Putin’s comments to Park seem to underscore a genuine frustration in Moscow with the inability to reach a real breakthrough in relations with Seoul. Georgy Toloraya, a leading Russian expert on Korea and Asia, notes, “Russia is not happy with a situation whereby the main substance of interstate discussions with such an important and advanced Asian country as South Korea is reduced to relations with a third country [i.e. North Korea], which—furthermore—Moscow does not view as a threat to its interests” (Russiancouncil.ru, September 1). Several months ago, Putin and Xi reaffirmed their joint opposition to the THAAD missile defense system, which South Korea has joined due to the North’s threats. Indeed, Russia and China’s shared position is that North Korea is only acting unpredictably because it is threatened by Washington; they both believe that Pyongyang should not be isolated (see EDM, July 22).

Regarding Japan, Putin stated during the G20 summit his desire to resolve the bilateral standoff between Tokyo and Moscow. Nonetheless, he refused to concede anything on the Kurile Islands, blaming Japan for refusing to support Soviet leader Nikita Khrushchev’s 1956 proposal to give Japan back just two of the disputed islands. At the same time, Putin made it clear that he himself had reservations about transferring two islands to Japanese sovereignty, denouncing Japan as a country too susceptible to US pressure. The Russian president declared that the Soviet Union gained those islands as a result of war; therefore, anyone who wants to discuss a redrawing of borders after World War II is opening up a Pandora’s Box (Kremlin.ru, September 2, 5). It seems clear that Putin and his subordinates want Japan to show Russia that Tokyo is not under Washington’s thumb by breaking with the Western sanctions regime and legitimizing the annexation of Crimea as part of Russia. Otherwise, it is quite unlikely that Japan will receive two—let alone all four—of the major disputed Kurile Islands back from Russia.
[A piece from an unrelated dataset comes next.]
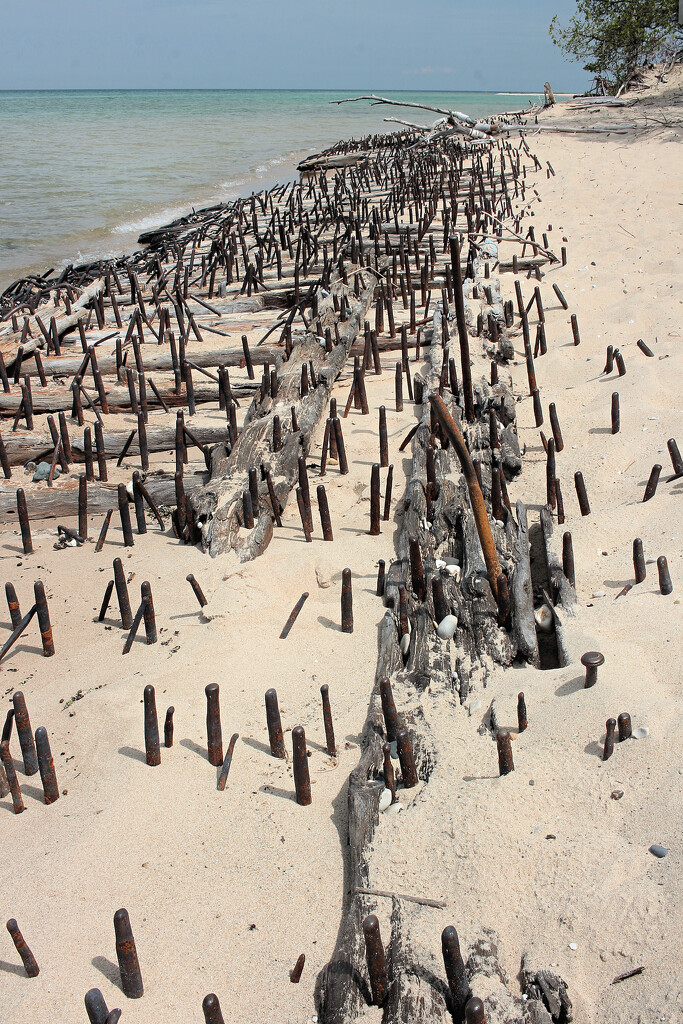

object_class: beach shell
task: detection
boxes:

Taken as a whole, the latest developments strongly signify that Moscow is moving ever closer to a veritable alliance with Beijing regarding regional issues of Asian security. Russia explicitly called for such an alliance in 2014, when Defense Minister Sergei Shoigu and his deputy, Anatoly Antonov, openly suggested a joint Russian-Chinese effort against terrorism and “color revolutions” (Interfax, November 18, 2014). More recently, an increasingly vocal constituency in China itself has also been promoting such an alliance—particularly as Chinese foreign policy becomes both more expansive and global in its perspectives (FT, September 1). Moreover, just before the G20 Hangzhou Summit, President Putin expanded on previous qualification of Russo-Chinese bilateral ties by conspicuously referring to them as “a comprehensive partnership and strategic cooperation” (Kremlin.ru, September 1).

Russian observers, too, are alert to these possibilities. Last month, Vasily Kashin, a senior research fellow at the Russian Academy of Sciences Institute of the Far East, wrote that Moscow and Beijing may both avoid the term “alliance,” but he argued that the relationship is already something far greater than “neighborliness” or even “strategic partnership” (Vedomosti, August 18). The fact that Putin has openly adopted China’s positions on the South China Sea and North Korea while piling on the difficulties for a Russo-Japanese rapprochement seems to strongly support Kashin’s analysis. Moscow and others may call Russia’s policy moves a “pivot to Asia.” But in truth, these moves represent something much more specific—a “pivot to China.” And in this alliance, China will be the rider and Russia the horse.